5 tips for NOT starting a wildfire on the Fourth of July

A firefighter takes out a hotspot at the Buffalo Mountain Fire on June 13, 2018, near Silverthorne. Officials suspect the fire was human caused.
Hugh Carey / hcarey@summitdaily.com

A wet spring and early summer means fire danger is low across Colorado’s high country, but that doesn’t mean you should throw caution — or your cigarette butts — to the wind.

This time last year, wildfires were igniting nearly daily across the West, and fire danger was high here in Summit County. Firefighters already had extinguished the Buffalo Mountain fire, which burned within 30 feet of structures and forced the evacuation of nearly 1,400 homes in the Wildernest and Mesa Cortina neighborhoods.

While the cause of the fire is still under investigation, it is believed to be human caused, according to U.S. Forest Service district ranger Bill Jackson.

Research by the National Academy of Sciences shows that humans cause more than 85 percent of all wildfires. The following are some tips for preventing one.

Be cautious with campfires

If you plan to build a campfire, you’re responsible for maintaining and extinguishing the fire before you leave the area.

  • Never leave a campfire unattended
  • Allow the wood to burn to ash
  • Pour water on the fire until the hissing sound stops or use a shovel to bury the fire
  • If it’s too hot to touch, it’s too hot to leave

Source: SmokeyBear.com

Know the rules about fireworks

All fireworks that leave the ground are prohibited in Colorado, including firecrackers, rockets, Roman candles, cherry bombs and mortars. Purchasing fireworks in another state and transporting them to Colorado is illegal, according to the Colorado Division of Fire Prevention and Control.

Tips for using legal fireworks:

  • Light fireworks one at a time
  • Keep a bucket of water and a hose nearby
  • Never light them near dry grass or other flammable materials

Source: DenverPost.com

Park in designated areas

Something as simple as a hot exhaust pipe on dry grass can start a wildfire. It’s a busy week in Summit County, so be sure to park only in designated areas.

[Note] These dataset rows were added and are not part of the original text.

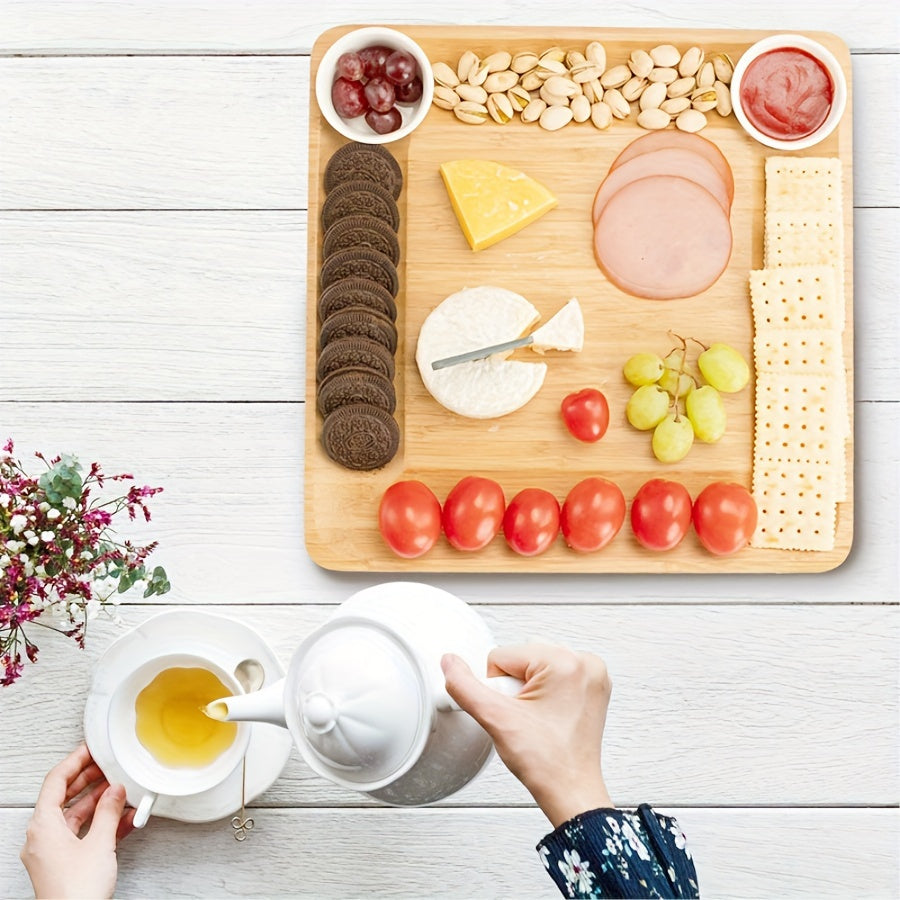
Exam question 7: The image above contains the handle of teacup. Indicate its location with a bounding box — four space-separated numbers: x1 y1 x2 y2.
134 794 158 828
437 675 525 711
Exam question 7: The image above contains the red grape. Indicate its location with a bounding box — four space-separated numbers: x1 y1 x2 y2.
366 106 403 134
366 75 396 112
337 51 363 81
394 75 422 103
331 78 369 119
384 50 416 84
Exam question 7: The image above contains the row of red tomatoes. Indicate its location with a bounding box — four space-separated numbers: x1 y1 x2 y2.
378 475 757 559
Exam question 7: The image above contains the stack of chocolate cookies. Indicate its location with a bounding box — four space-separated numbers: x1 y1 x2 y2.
316 143 403 469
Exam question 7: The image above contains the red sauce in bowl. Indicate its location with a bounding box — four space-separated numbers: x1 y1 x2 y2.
740 47 834 141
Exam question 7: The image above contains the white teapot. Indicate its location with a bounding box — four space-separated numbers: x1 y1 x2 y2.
206 582 522 806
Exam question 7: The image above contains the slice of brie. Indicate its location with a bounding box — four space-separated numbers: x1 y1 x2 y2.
416 286 547 419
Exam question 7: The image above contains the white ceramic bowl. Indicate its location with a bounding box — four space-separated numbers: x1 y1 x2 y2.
731 34 847 150
316 26 434 144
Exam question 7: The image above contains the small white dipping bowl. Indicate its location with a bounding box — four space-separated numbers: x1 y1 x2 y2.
316 26 434 144
731 34 847 150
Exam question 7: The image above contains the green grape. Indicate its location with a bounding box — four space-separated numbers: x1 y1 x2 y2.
651 413 694 463
657 350 694 397
622 353 665 387
684 384 726 444
625 384 669 431
697 344 750 394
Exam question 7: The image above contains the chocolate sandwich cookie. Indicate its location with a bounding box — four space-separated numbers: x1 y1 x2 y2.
316 368 397 416
322 181 400 231
319 306 397 353
318 278 397 322
325 141 403 200
322 403 400 469
316 338 394 381
319 247 400 297
322 216 400 266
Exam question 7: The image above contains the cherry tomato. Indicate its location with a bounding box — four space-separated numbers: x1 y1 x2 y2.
503 488 559 556
560 388 609 443
631 478 691 550
693 481 756 556
378 481 441 559
441 475 506 550
559 478 625 553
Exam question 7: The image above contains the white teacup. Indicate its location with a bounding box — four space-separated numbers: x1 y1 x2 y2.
107 653 250 828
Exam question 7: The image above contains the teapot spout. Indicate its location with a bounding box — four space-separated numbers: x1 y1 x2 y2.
203 678 287 728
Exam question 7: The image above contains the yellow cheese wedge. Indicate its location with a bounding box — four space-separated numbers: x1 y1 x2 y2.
441 159 556 250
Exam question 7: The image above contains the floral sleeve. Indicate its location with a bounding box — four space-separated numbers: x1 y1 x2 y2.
537 804 700 897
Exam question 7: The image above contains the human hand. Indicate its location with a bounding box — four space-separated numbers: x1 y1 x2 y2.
441 644 612 828
20 744 134 900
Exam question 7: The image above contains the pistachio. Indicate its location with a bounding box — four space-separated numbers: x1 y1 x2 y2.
650 44 681 69
675 109 706 132
431 84 459 109
456 83 487 105
584 41 606 72
713 53 734 84
522 97 547 122
431 62 459 88
484 69 519 94
487 94 513 125
637 108 672 131
678 47 703 78
666 75 696 97
456 50 481 81
600 65 631 90
591 100 612 131
509 50 540 75
647 66 678 84
628 50 653 78
538 106 573 131
638 81 668 111
453 100 488 125
603 88 631 119
570 94 591 122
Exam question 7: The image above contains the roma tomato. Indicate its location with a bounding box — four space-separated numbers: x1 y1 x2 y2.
441 475 506 550
631 478 691 550
559 478 625 553
560 388 609 444
378 481 441 559
503 488 559 556
693 481 757 556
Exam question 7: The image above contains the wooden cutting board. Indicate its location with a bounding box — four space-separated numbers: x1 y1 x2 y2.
304 26 853 573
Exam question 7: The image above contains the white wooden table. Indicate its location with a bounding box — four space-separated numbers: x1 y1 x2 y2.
0 0 900 898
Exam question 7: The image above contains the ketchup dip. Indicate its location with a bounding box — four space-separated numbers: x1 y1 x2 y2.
740 47 834 141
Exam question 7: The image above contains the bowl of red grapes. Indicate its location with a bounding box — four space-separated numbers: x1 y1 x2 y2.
316 27 434 144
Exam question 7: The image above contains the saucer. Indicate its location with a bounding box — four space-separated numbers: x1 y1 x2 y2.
84 610 293 822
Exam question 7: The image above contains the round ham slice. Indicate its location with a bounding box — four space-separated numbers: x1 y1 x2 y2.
591 147 731 225
609 130 734 205
594 175 731 300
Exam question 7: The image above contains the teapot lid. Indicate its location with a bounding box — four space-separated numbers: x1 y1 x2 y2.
285 616 431 790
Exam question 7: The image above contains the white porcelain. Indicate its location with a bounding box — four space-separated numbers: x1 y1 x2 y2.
84 610 292 822
731 34 847 150
316 26 434 144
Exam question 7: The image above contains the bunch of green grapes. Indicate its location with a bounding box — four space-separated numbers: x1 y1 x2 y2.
623 335 750 463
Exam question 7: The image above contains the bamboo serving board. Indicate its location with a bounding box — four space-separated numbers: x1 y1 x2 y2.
304 26 853 573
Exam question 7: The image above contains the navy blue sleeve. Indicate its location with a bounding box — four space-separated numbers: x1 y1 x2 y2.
537 804 700 898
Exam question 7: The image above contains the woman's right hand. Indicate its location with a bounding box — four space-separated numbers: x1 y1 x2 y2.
441 644 612 828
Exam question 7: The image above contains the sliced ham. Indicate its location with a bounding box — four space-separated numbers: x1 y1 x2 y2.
591 147 731 225
594 176 731 300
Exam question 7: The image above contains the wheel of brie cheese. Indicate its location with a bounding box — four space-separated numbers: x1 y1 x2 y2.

  • Don’t drive your vehicle, including ATVs, onto dry grass or brush
  • Secure chains to avoid throwing sparks
  • Ensure vehicles have spark arresters, which are required by law

Source: ReadyForWildfire.org

Be cautious with cigarette butts

Cigarette butts thrown from car windows can start wildfires. Plus, it’s illegal.

  • Ensure the cigarette is fully extinguished
  • Dispose of cigarette butts only in designated areas

Ask questions

Not sure what’s allowed in your area? Call the local fire protection district to ask.

  • Summit Fire & EMS: 970-262-5100
  • Red, White & Blue Fire District in Breckenridge: 970-276-3511
  • U.S. Forest Service Dillon Ranger District: 970-468-5400

Portions of this article previously published July 3, 2018, in the Steamboat Pilot & Today.